La pauvreté énergétique des ménages a des répercussions négatives importantes sur le bien-être des femmes en termes de santé, d'emploi du temps et d'emploi, et d'accès à l'information, aux services et aux technologies.

L'écart entre les hommes et les femmes en matière de possession de téléphones portables varie selon les régions, note l'étude. En 2020, les pays à revenu faible et intermédiaire d'Asie du Sud présentaient l'écart le plus important entre les sexes, les femmes ayant 19 % de chances de moins que les hommes de posséder un téléphone portable, suivis par l'Afrique subsaharienne (13 %) et le Proche-Orient et l'Afrique du Nord (9 %).

Les femmes rurales sont moins susceptibles de posséder un téléphone portable que les hommes ruraux, selon les données de l'enquête de consommation 2021 de la GSMA.

L'accès à l'internet mobile a considérablement augmenté pour les femmes comme pour les hommes ces dernières années, mais l'écart entre les sexes a recommencé à se creuser, note encore l'étude.
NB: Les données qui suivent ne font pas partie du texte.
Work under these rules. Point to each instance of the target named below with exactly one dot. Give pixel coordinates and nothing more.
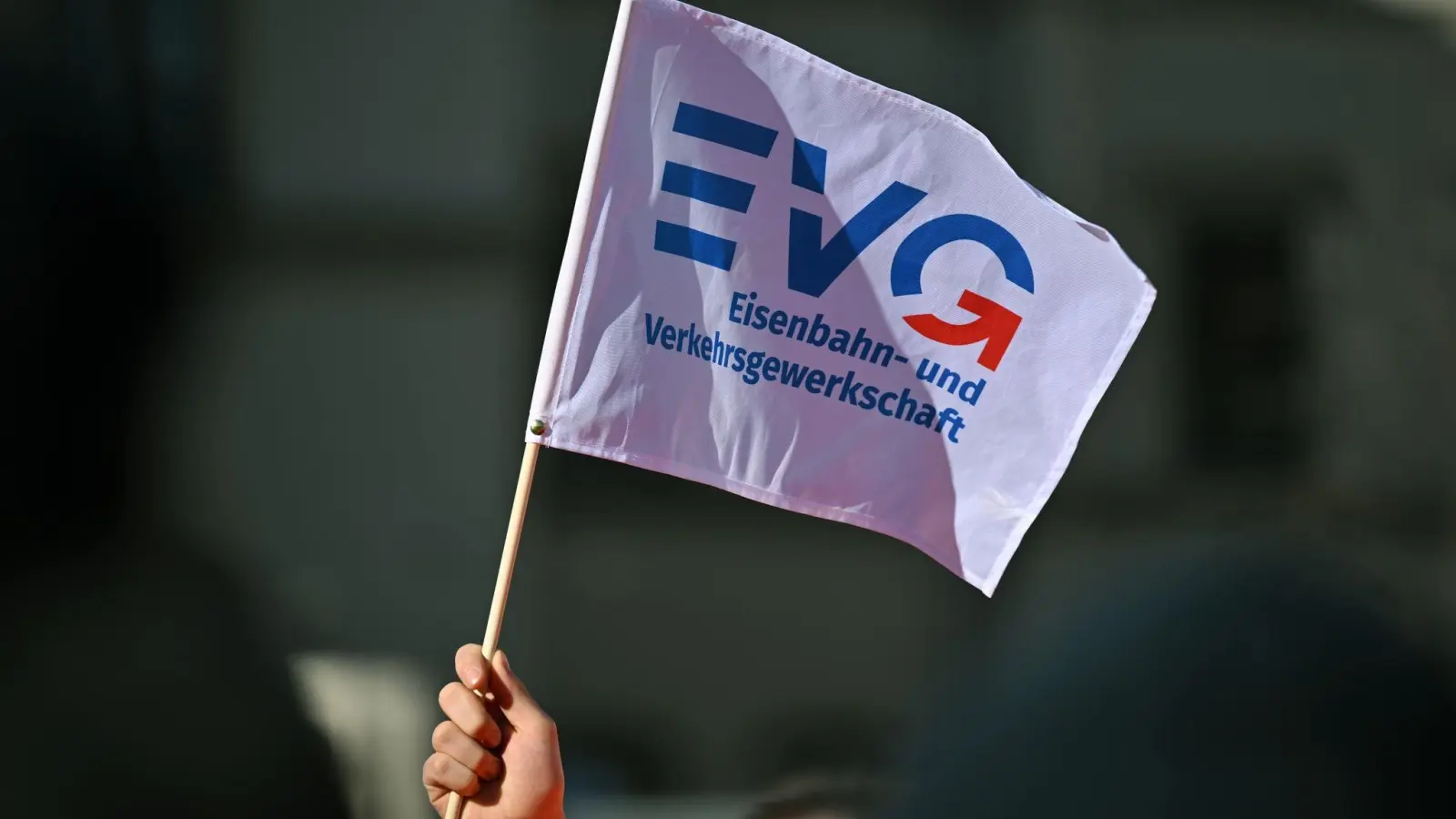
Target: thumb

En outre, dans les zones rurales, même lorsque les gens sont au courant de l'existence de l'internet mobile, une série d'obstacles empêchent son utilisation, notamment un faible niveau d'alphabétisation et un manque de compétences numériques.

Ces obstacles ont tendance à toucher de manière disproportionnée les femmes et les populations rurales en raison des inégalités structurelles et des normes sociales, qui font que les femmes rurales ont souvent un niveau d'éducation moins élevé et donc des revenus plus faibles, souligne l'étude.

Pour aller de l'avant, le rapport suggère que les technologies numériques peuvent être mises à profit pour combler les écarts de ressources entre les hommes et les femmes.

La numérisation, souligne le rapport, offre un grand potentiel pour combler les écarts entre les hommes et les femmes en matière d'accès aux ressources, notamment aux services de vulgarisation et de conseil, à la formation commerciale, aux marchés et aux informations sur les marchés, au financement et aux options d'épargne.

L'autonomisation des femmes et la réduction des écarts entre les hommes et les femmes dans les systèmes agroalimentaires peuvent avoir des effets bénéfiques considérables sur le bien-être des femmes et de leurs ménages.